Transcript:
Helen Ross, MD: I'm Dr. Helen Ross. I direct the Thoracic Malignancies Program at Mayo Clinic in Arizona. Let me talk now about how to manage oncogenic drivers, and how to sort through the chaos of the different oncogenic driver mutations which we are seeing now.
Again, this is something that came up primarily in the early 2000s, which was the first time that we started realizing that there was a different population of non-small cell lung cancer patients who responded to targeted agents because of the presence of driver mutations.
The paradigm for this driver mutation was EGFR mutations. These are of two common types, an exon 19 deletion and an L858R mutation. We began to learn in the late 2000s that these patient populations were responsive to first-generation tyrosine kinase inhibitors which targeted these agents.
We've begun to test more and more commonly to see for the presence of driver mutations in patients with non-small cell lung cancer of all histologies, but particularly in adenocarcinomas. We find that driver mutations are present in about half of patients, although, not all of these are targetable.
We know that with addition of techniques like next-gen sequencing both from tissue and blood, we're able to identify these driver mutations very efficiently. Patients who have driver mutations do better with targeted therapy aimed against the driver than they do with non-specific therapy like chemotherapy.
Certainly for the case of EGFR, ALK, and ROS1, which are among the most common driver mutations, these patients are not patients that do particularly well with immunotherapy.
It's always worth waiting to get the results of your next-gen testing before you start treating patients, especially if you think that they are in a risk group which may have a high chance of having a driver mutation such as younger patients, patients who have been never smokers, females, and Asian patients.
When we treat patients with the appropriate targeted therapy against the appropriate target, they have better overall and progression-free survivals and better qualities of life. With targeted agents now, we have first-, second-, third-line therapies and beyond in many circumstances.

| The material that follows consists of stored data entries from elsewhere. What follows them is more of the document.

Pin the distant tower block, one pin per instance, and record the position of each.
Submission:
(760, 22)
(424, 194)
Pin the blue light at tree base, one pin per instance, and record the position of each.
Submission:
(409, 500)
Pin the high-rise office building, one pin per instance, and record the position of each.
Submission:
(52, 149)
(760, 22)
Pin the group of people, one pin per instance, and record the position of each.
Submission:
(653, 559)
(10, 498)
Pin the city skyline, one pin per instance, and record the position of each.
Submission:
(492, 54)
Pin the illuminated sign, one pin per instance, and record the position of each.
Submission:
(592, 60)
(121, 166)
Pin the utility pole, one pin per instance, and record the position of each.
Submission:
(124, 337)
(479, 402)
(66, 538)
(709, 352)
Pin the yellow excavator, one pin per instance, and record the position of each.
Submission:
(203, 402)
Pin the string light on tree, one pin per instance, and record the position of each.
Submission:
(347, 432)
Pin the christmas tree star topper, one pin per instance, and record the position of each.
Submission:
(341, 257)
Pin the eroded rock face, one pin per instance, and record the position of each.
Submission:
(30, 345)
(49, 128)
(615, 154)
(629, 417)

We've now gone beyond the so-called big three of EGFR, ALK, and ROS1, and have targetable opportunities with RETs, BRAF. a number of other mutations, MET mutations and MET exon skipping mutations are seen as a resistance mutation for EGFR patients and also de novo.

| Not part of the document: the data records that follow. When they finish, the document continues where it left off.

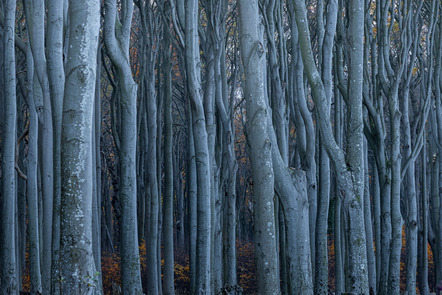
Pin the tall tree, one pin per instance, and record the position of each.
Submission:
(117, 29)
(193, 74)
(9, 282)
(76, 201)
(253, 59)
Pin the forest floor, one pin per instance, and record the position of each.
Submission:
(245, 268)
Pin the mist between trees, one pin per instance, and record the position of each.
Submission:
(150, 147)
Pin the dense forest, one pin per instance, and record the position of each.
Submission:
(220, 147)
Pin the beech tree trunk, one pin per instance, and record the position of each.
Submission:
(76, 254)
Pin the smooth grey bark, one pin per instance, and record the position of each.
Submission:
(96, 176)
(371, 259)
(423, 273)
(192, 196)
(56, 75)
(230, 167)
(9, 282)
(168, 286)
(193, 74)
(350, 177)
(31, 184)
(76, 255)
(253, 59)
(321, 260)
(117, 40)
(35, 14)
(152, 179)
(209, 115)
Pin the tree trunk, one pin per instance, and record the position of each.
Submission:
(203, 169)
(117, 47)
(9, 282)
(253, 57)
(76, 154)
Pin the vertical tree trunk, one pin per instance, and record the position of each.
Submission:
(31, 184)
(76, 200)
(117, 46)
(9, 282)
(56, 77)
(192, 197)
(253, 57)
(203, 170)
(35, 14)
(168, 286)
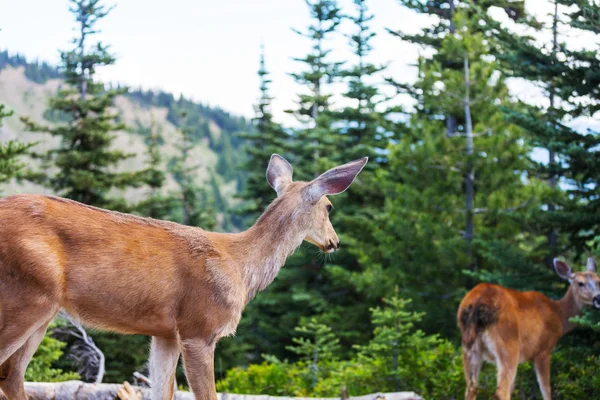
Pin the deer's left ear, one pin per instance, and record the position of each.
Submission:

We very recently have data now in KRAS which is the most common mutation that has not been targetable in the past. We've just seen phase I data for a couple of compounds which have shown very encouraging response rates in these KRAS-G12C mutants which is leading to phase III trials, which we hope we'll actually make it a reality that we can give targeted therapy for up to half of all patients with non-small cell lung cancer.

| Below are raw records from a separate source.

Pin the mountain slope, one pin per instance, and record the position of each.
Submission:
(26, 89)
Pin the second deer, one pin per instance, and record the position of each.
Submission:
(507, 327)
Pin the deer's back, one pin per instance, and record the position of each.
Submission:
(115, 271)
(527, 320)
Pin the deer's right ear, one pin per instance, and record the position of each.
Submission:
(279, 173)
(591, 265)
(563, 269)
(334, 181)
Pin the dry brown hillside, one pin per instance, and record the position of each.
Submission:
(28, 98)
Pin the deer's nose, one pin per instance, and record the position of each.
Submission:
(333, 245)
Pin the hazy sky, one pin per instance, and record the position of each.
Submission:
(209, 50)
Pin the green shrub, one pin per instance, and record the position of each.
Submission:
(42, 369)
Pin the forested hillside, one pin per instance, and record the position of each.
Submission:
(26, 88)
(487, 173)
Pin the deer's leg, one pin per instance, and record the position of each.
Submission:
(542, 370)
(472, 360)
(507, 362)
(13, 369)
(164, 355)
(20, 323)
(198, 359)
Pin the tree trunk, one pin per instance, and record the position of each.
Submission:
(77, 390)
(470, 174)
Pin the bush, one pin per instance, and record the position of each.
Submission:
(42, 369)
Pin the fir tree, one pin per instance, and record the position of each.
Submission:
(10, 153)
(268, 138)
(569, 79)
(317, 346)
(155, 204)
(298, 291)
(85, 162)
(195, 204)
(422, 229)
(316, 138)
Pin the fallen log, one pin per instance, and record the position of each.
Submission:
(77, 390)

The take-home message for those patients is that they should be screened for actively. next-gen sequencing is the best way to do that, because that will detect multiple drivers across a broad spectrum, and also gives us an opportunity to enroll patients in clinical trials when appropriate.
In addition to screening for mutations at diagnosis, it's important to do next-gen sequencing either with tissue or in the blood at the time of progression, because molecular mechanisms of progression vary among patients with first-line targeted therapy.
We now have second, third line and beyond targeted opportunities depending upon the mutations which are present at the time of progression.